Tests Show Few Utah Welfare Applicants Use Drugs

Since Utah's new law requiring drug screening for welfare applicants went into effect last August, the state has spent more than $26,000 looking for drug users among 4,400 applicants. Of those applicants, about 400 were identified after taking a written test as having a "reasonable likelihood" that they were using drugs.
July 12, 2013
 

Since Utah's new law requiring drug screening for welfare applicants went into effect last August, the state has spent more than $26,000 looking for drug users among 4,400 applicants.

Of those applicants, about 400 were identified after taking a written test as having a "reasonable likelihood" that they were using drugs.

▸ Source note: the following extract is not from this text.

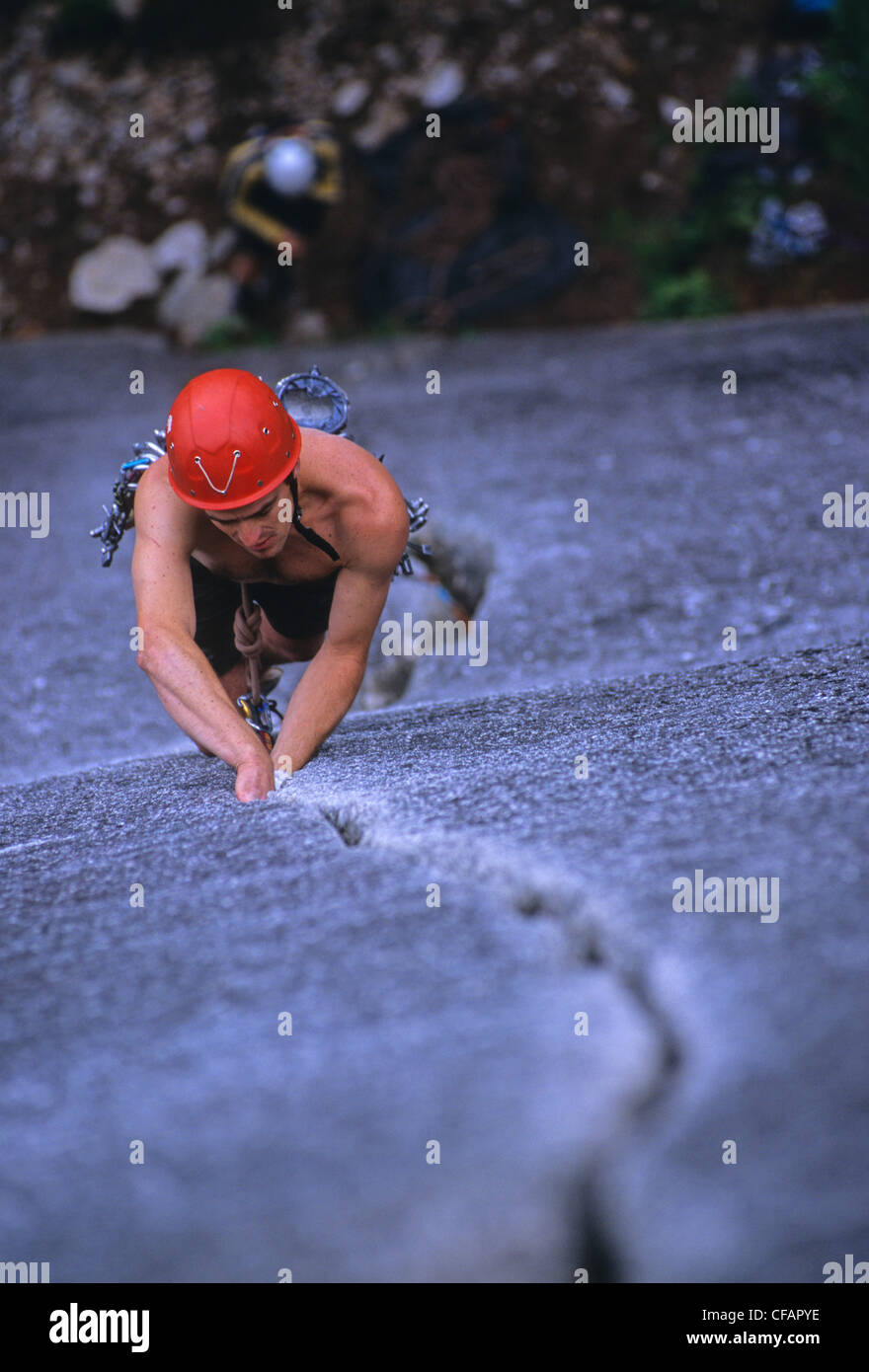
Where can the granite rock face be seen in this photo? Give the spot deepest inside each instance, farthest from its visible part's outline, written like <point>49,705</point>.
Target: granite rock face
<point>467,903</point>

Drug tests performed on those 400 people found only nine who tested positive, according to data from the Department of Workforce Services, which administers the benefits and tests.

The ACLU and a longtime welfare advocate in Utah that opposed the policy say the law unfairly stigmatizes poor people and the money could be better spent elsewhere.

The numbers, which represent data from August 2012 through June 2013, were first reported by The Salt Lake Tribune on Thursday.

Utah is one of at least eight states that have passed legislation requiring testing or screening for public assistance applicants, and similar laws have been proposed in at least 29 states this year, according to the National Conference of State Legislatures.